Plaintiff seeks to add these additional parties to the action on the relation-back theory, codified at Rule 15(c) of the Federal Rules of Civil Procedure on the ground that the amendment arises “out of the conduct, transaction, or occurrence set forth or attempted to be set forth in the original pleading.” Fed.R.Civ.P. 15(c)(2). At the municipal hearing, conducted pursuant to Section 50-h of the General Municipal Law, on August 10, 1994, prior to the commencement of the lawsuit, the plaintiff identified three of the individual defendants he seeks to add— the defendants Roy Fries, Michael Egan and Warden Wesley Bednosky. The fourth identified person that plaintiff seeks to add as a party is Lieutenant Pamela O’Malley, who was identified in the internal affairs investigation report as the supervisor of the four-person squad whose members, according to plaintiff, used excessive force in removing' him from the tier to a holding pen on the date in question.

Plaintiff asserts that it is the policy of the Suffolk County Department of Corrections that officer’s shields contain a number and no name. Defendants do not dispute this. This is cited as one of the reasons for plaintiffs difficulty in specifying the individual correction employees involved in this incident. Plaintiff maintains that identification here is further complicated by the fact that the squad members were dressed in riot gear, including helmets, at the time of the January 14, 1994 incident. Thus, to this date he is unable to recognize or identify four of the individuals he seeks to add to this litigation.
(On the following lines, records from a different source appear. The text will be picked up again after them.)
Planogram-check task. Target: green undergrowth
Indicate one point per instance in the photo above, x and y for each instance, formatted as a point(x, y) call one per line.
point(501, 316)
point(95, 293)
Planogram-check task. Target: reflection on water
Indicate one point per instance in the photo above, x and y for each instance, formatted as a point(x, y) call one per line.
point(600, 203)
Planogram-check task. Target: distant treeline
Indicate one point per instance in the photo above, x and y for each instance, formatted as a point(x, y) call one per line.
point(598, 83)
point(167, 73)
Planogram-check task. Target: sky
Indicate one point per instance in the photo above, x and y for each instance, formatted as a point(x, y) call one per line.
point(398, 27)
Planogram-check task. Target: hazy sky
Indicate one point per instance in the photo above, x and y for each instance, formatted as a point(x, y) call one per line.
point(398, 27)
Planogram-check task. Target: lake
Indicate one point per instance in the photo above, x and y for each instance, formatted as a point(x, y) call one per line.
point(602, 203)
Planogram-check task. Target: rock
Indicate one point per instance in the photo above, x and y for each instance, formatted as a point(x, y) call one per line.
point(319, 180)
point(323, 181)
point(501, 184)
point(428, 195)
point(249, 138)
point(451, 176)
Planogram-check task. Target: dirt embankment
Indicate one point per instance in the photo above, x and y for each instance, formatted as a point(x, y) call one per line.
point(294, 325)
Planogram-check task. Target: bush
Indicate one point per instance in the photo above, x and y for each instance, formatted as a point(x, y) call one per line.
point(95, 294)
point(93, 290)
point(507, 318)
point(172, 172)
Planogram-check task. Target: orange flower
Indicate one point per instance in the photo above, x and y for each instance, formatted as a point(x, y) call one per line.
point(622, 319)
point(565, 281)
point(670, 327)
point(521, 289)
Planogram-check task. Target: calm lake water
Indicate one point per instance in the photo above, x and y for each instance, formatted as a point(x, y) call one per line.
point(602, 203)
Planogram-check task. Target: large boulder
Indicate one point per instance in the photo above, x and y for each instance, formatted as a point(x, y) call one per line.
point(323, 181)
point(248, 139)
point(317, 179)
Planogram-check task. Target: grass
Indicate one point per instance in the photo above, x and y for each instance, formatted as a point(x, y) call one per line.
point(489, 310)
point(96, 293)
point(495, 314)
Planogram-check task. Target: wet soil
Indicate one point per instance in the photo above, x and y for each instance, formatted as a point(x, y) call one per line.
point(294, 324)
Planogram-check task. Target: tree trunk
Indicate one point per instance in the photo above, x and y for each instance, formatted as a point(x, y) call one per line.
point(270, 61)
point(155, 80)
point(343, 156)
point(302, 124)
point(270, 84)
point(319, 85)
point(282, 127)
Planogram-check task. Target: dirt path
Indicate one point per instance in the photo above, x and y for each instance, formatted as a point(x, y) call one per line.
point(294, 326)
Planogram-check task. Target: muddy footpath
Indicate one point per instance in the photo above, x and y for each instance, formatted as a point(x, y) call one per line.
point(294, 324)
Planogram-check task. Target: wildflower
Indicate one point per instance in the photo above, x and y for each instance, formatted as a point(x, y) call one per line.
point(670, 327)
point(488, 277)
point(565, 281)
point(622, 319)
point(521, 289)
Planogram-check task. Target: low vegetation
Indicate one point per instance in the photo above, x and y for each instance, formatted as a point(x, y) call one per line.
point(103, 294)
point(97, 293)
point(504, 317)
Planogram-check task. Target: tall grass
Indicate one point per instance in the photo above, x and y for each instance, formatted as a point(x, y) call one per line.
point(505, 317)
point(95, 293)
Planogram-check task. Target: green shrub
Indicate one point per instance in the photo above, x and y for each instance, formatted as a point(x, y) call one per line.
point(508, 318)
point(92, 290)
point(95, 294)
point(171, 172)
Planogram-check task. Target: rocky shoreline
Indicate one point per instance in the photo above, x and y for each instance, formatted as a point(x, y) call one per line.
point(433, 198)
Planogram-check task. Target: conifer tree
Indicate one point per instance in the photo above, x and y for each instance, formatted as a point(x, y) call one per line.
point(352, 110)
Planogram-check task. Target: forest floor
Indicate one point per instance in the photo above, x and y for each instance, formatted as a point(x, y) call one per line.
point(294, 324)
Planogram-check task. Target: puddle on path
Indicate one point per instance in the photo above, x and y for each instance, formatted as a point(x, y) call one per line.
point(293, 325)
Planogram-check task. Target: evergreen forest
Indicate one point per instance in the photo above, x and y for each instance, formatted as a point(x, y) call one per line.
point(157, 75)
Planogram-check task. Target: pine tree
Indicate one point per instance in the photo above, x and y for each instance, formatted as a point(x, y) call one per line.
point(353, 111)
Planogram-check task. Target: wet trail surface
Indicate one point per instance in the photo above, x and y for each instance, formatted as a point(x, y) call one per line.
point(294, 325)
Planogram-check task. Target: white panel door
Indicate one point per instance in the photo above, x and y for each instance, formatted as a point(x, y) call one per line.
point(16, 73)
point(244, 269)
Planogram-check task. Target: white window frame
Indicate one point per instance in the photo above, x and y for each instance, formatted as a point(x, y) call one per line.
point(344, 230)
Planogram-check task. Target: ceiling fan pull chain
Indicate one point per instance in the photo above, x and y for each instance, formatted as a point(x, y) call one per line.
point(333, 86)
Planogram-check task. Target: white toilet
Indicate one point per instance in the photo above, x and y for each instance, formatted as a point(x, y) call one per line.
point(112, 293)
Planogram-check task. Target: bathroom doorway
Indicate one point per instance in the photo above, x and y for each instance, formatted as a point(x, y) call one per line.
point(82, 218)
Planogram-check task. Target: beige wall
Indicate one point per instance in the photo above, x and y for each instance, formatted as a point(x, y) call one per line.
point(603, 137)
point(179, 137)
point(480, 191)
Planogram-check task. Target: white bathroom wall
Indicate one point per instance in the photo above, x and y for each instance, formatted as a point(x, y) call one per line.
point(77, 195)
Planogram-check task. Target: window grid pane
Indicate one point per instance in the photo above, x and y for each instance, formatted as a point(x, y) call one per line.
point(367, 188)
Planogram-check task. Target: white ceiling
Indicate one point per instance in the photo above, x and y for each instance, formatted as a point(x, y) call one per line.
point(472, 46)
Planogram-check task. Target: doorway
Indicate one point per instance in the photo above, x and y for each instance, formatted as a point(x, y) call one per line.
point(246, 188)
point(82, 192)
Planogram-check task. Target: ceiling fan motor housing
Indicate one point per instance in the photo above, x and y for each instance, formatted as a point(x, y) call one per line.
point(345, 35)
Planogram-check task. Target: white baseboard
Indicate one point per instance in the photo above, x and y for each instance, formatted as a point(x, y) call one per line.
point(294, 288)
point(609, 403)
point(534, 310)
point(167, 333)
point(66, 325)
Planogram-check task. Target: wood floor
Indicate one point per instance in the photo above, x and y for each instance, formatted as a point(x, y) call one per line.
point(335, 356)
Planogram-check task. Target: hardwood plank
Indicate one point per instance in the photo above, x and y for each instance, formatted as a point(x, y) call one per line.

Plaintiff’s Memorandum of Law in Support of Motion to Amend Complaint at ¶ 8.

The County opposes the amendment on the ground that the statute of limitations has run, and the plaintiff has failed to take timely steps to amend the complaint.

DISCUSSION

A. The Applicable Standard for a Motion to Amend

Rule 15(a) of the Federal Rules of Civil Procedure provides, in pertinent part, that “a party may amend [its] pleading ... by leave of court” and that “leave shall be freely given when justice so requires.” Fed. R.Civ.P. 15(a). This rule also allows for the addition of new parties. Junior Gallery, Ltd. v. Neptune Orient Line, Ltd., No. 94 Civ. 4518, 1997 WL 26293, at *2, (S.D.N.Y. Jan.22, 1997) (citing Staggers v. Otto Gerdau Co., 359 F.2d 292 (2d Cir.1966) (citations omitted)). Generally, amendments are favored, as they tend “to facilitate a proper decision on the merits.” Junior Gallery, 1997 WL 26293, at * 2 (quoting Conley v. Gibson, 355 U.S. 41, 48, 78 S.Ct. 99, 2 L.Ed.2d 80 (1957)). In addition, the Second Circuit has stated that “[t]he district court has discretion whether or not to grant leave to amend, and its discretion is not subject to review on appeal except for abuse of discretion.” Ruf folo v.